The reason is simple: setting the height attribute or replacing formula's with svg graphics is quite the effort. Anyhow, I think I made some good progress. Here are **the results of my MathJax adaptations**!

First of all it is very important to load a lightweight installation. I use the **tex to chtml** configuration, loaded from the jsdelivr cdn. The implementation is simple:

```
<script type="text/javascript" id="MathJax-script" async
src="https://cdn.jsdelivr.net/npm/[email protected]/es5/tex-chtml.js">
</script>
```

Note that **I do not use lazy loading** or whatever. Lazy loading gives you a faster initial page load. However, once you scroll down, non-optimized math expressions will cause cumulative layout shift. So lazy load was not an option.

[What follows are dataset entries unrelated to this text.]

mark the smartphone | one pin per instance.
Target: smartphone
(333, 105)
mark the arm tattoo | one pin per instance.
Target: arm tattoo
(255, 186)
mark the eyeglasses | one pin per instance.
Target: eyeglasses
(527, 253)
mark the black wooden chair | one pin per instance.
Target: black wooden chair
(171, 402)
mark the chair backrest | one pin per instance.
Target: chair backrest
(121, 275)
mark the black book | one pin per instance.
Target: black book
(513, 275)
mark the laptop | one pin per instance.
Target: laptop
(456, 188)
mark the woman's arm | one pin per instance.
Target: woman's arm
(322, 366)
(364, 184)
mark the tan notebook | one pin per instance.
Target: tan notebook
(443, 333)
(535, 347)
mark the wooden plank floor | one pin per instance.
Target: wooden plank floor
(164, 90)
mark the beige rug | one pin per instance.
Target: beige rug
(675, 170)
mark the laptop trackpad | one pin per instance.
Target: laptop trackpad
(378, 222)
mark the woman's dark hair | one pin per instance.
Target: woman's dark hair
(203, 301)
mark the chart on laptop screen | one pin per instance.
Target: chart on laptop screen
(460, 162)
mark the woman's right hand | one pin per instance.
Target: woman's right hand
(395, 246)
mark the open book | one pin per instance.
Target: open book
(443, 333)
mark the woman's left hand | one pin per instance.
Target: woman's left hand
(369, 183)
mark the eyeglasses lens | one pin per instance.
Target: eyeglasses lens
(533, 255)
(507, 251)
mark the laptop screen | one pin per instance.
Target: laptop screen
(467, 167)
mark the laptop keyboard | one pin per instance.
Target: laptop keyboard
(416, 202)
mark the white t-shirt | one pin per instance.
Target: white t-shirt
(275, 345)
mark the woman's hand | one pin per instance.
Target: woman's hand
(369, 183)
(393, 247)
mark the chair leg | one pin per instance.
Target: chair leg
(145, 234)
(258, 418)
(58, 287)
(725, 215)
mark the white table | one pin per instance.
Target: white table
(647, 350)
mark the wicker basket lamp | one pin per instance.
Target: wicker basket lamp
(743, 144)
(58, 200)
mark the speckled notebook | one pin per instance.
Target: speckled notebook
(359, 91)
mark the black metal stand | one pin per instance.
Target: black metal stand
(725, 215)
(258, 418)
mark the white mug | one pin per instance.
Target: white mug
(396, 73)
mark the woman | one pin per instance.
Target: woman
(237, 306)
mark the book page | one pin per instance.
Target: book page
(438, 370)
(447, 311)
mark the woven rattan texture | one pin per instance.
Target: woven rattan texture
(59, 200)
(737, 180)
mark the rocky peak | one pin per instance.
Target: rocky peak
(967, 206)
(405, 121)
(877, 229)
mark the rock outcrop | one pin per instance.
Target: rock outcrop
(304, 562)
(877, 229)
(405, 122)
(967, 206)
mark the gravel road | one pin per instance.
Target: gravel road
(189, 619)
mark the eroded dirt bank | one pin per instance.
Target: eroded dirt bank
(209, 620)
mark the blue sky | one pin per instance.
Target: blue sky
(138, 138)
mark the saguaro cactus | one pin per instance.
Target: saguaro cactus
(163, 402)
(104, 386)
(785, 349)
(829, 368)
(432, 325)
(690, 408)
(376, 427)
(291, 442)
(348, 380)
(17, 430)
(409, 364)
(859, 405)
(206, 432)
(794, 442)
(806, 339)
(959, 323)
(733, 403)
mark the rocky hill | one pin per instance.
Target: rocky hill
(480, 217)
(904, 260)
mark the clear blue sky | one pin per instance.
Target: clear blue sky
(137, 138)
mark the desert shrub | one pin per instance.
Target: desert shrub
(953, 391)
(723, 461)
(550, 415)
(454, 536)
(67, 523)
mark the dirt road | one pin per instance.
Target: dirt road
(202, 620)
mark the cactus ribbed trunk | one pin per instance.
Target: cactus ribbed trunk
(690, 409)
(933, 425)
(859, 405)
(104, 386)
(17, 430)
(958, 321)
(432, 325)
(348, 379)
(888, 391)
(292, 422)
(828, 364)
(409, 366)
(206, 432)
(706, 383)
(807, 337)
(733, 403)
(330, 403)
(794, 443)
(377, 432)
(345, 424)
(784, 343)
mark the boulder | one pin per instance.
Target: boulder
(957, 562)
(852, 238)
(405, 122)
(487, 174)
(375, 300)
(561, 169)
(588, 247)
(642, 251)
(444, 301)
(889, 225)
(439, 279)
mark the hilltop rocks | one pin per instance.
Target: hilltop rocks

The file of the tex to chtml module is only a little larger than 100kB. That is after **automatic gzip compression** by the cdn. This is quite small given the power of MathJax!

Note that the tex to svg module is about twice the size, which gives you a bit of punishment for mobile pagespeed.

For the site that we will see the test for I simply implemented the "half-way" method with **fixed height**. This is absolutely OK for my purposes.

Ok, let's see the results from https://pagespeed.web.dev/

This is not bad! To be fair I am a bit proud here. It took me about a month to come back to the basic configuration after trying out a myriad of different ideas.

## Conclusions

Google has introduced a number of measures to analyze the **Core Vitals** of a website. One of these measures is the cumulative layout shift.

MathJax can cause considerable cumulative layout shifts, especially for longer formulas, i.e. equation arrays.

The only way around MathJax-caused cumulative layout shift is to either
- hard-code the **height** of the respective formula or to
- use an **svg image** with given height and width

It is imparative not to use MathJax' lazy load module.

Furthermore an appropriate configuration for example the **tex to chtml** one reduces loading times, especially on mobile devices. The file is best loaded from a fast **cdn**.